One other bright spot: there's this left hand climbing turn in the new section added this past spring. This particular turn is near where the new trail re-joins the old, and has been the subject of a few gripes over on Particularily, this turn has been a thorn in my side, with me being able to make it about 1 in every 4 attempts. On Monday I attempted this turn 3 times, and completed it 3 times. I think I may have the line and the technique for this turn down finally.

Friday, August 3, 2007

No Training Today

I took yesterday and today off from any sort of training. Tomorrow I'll be running in the Blueberry Stomp 5k, a local race that is part of the Imlay City Blueberry Festival. Race report to follow.

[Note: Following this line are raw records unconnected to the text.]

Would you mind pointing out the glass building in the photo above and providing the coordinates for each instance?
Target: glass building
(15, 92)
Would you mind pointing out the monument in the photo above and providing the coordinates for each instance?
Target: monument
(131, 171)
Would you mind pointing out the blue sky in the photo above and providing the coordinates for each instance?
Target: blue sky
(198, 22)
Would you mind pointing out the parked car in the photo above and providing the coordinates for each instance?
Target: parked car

Till then, here is a warning to Plainwell dog walkers. Photo was taken during PALM 2006.

Thursday, August 2, 2007

Stony Wednesday

On Wednesday I did the MMBA Stony Creek group ride. I went mainly due to the fact that my friends Erick and Katie were going to be there. Erick just got back into riding this year, and this was to be Katie's 2nd time ever riding the trails.

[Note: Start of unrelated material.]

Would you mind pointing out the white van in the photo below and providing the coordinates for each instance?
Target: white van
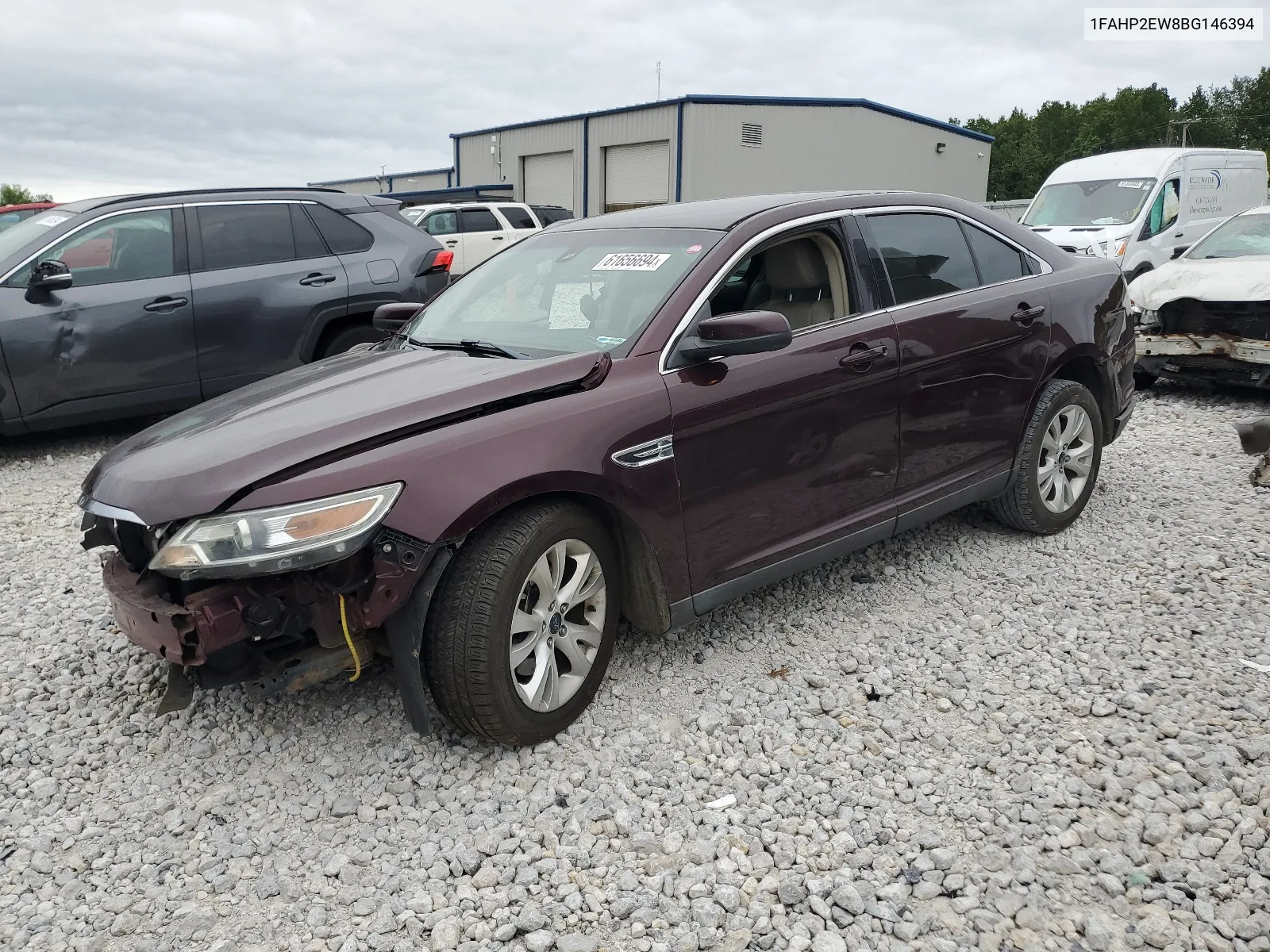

As I leave work at 5:00, and the group doesn't meet until 6:30, I had time to do a quick lap of the roller coaster and the pines before heading down to the high school. Despite the heat, there was a nice size group there.

We rolled up Sheldon road, and entered Stony. After a quick regroup we headed towards the Pines. Two of the more experienced women took Katie under their wings for the evening, while the rest of us did the pines, a lap of the roller coaster, and a 2nd lap of the pines. This ride was a nice "no drop" format, with periodic stops to regroup. This was a refreshing change of pace from Tuesday's solo ride, where I held a faster pace and only stopped a couple times.

The GT handled great... once I got used to it again. It handles quite differently than the Rig (26er vs. 29er, smaller frame, standard bars vs. Mary bars). I can throw the GT around easier, but the Rig is much less affected by small obsticles and bumps in the trail. The flipside of this is that the GT is twitchier than I'm used to. Running a 2.3 Vertical Pro in the front and a 2.1 Fire XC in the rear, both pumped to 28psi yielded a rather cushed ride, and the tires hooked up great in the dry loose conditions. I'm considering lowering the pressure on the Rig a bit: I usually keep them around 36psi.

Earlier today I spoke to Erick, and he said that Katie really enjoyed herself on Wednesday, and that she is starting to get hooked. This is really nice to see; someone brand new coming into the sport, and someone else picking it back up after a long absence. I hope to see more of those 2 out on the trail.